Piger l'Europe

L’économie libérée, l’Europe cannibalisée

Au sortir de la deuxième guerre mondiale, il s’est agit de faire la paix et d’assurer la prospérité d’un continent ravagé. En vocable des traités cela donnait « établir les fondements d’une union sans cesse plus étroite entre les peuples européens » et « promouvoir un développement harmonieux des activités économiques dans l’ensemble de la communauté ».
Comme les peuples n’y étaient pas prêts, un des pères fondateurs, J. Monnet, atlantiste et libre-échangiste convaincu, proposa de mettre en commun le charbon et l’acier, piliers de l’industrie de la guerre.

Europe, de l’idée aux faits

La Communauté du Charbon et de l’Acier de 1951 a été approfondie par un marché commun devenu unique en 1986.

Les marchandises, les services, les personnes et les capitaux circulent librement dans une vaste zone de libre-échange, protégée par un tarif douanier extérieur commun. Croyant à l’efficience des marchés, on s’est dit que les économies seraient plus efficaces donc que les prix baisseraient et que les consommateurs auraient un pouvoir d’achat en hausse.

La croissance et son corolaire, la création d’emplois, seraient au rendez-vous.
L’Euro, monnaie unique, est venu ensuite parachever ce processus d’intégration économique. Cette nouvelle monnaie est gérée par la Banque Centrale Européenne, dont le siège est à Francfort, avec comme seul et unique objectif la lutte contre l’inflation.

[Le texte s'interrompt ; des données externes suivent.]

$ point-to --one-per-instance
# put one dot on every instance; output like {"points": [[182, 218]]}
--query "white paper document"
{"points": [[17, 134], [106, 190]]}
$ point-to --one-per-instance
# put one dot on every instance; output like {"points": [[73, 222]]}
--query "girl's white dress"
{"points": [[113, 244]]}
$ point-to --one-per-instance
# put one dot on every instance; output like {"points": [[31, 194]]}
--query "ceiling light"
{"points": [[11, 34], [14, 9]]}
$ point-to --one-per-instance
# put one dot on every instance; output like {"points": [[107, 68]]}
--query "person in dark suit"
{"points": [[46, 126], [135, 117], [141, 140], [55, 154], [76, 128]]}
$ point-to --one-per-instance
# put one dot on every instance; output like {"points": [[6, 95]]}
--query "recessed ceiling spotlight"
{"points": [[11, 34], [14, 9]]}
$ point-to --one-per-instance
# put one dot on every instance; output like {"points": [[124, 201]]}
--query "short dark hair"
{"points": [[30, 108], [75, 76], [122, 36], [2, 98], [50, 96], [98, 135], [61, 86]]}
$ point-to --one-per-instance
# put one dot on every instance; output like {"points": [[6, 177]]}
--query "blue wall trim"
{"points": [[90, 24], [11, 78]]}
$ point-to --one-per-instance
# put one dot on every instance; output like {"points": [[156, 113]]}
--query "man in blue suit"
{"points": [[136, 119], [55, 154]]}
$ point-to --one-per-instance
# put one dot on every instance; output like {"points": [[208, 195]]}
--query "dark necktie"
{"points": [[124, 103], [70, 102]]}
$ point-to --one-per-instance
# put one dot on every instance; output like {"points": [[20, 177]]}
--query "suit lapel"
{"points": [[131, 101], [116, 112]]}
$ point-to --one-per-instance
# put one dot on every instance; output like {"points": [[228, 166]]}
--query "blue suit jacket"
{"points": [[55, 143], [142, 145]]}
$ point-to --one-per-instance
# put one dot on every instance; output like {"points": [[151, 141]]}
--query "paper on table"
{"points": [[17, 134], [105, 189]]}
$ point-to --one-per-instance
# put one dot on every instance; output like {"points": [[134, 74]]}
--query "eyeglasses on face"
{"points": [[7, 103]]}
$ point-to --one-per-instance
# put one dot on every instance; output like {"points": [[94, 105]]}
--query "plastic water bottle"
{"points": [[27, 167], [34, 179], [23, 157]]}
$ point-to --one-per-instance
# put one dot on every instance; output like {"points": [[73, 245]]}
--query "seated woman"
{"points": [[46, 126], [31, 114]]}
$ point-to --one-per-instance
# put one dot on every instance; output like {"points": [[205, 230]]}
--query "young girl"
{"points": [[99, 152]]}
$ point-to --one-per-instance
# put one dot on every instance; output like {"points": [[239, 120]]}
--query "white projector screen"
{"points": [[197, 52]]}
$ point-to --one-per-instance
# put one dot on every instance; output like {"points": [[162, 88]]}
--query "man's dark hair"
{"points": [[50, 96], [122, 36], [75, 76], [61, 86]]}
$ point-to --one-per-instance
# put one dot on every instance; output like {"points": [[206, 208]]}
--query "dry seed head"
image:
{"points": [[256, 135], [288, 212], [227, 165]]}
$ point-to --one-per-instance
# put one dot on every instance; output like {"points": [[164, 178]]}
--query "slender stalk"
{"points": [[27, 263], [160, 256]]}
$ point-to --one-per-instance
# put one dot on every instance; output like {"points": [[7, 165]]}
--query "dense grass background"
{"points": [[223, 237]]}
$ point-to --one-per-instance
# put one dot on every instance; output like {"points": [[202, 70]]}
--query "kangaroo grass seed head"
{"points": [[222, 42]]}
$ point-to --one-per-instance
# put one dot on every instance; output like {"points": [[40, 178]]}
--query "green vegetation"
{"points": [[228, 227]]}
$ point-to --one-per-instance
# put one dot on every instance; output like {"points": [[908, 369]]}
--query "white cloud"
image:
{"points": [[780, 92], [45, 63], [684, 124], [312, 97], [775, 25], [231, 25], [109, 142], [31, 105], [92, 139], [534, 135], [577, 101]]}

Et oui, pour que les allemands acceptent, eux qui depuis les années 30 ont une petite phobie de l’inflation, aura-t-il fallu leur promettre que la hausse des prix serait contrôlée, afin que la nouvelle monnaie reste aussi forte que ne l’était le Deutsche Mark. A l’évidence, la croissance, n’a jamais été la priorité de la BCE.
Avec une seule monnaie (une politique monétaire unique), il aurait fallu un seul budget (une politique budgétaire unique) mais les États n’ont pas voulu se défaire d’une de leur dernière prérogative en matière de politique économique.

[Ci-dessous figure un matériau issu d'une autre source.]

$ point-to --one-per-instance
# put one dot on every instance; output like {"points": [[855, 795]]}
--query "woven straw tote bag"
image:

On a donc encadré les politiques budgétaires : le fameux 3% du PIB, soit le fait que le déficit budgétaire ne soit pas supérieur à 3% du PIB.

Carences et défaillances

Au final, les États ont quand même perdu leur souveraineté en matière de politique budgétaire : il n’y a qu’à voir comment hier la France s’est faite tancer par la Commission, par la voix de P. Moscovici…
Et ce n’est pas le misérable budget européen plafonné à 1% du PIB qui peut aujourd’hui relancer l’activité.
L’Europe est ainsi la seule zone au monde à s’être engagée dans une intégration économique et monétaire bâtie sur le dogme de l’efficience des marchés, la concurrence «libre et non faussée » ; le rôle des pouvoirs publics se bornant à créer un cadre légal et institutionnel assurant ce sain fonctionnement de la concurrence. L’intégration politique devait suivre.
On a promis aux peuples des lendemains qui chantent : le marché unique, puis l’Euro qui devaient créer des millions d’emplois, le Traité de Lisbonne (2000) qui annonçait « l’économie de la connaissance la plus compétitive et la plus dynamique du monde d’ici à 2010»…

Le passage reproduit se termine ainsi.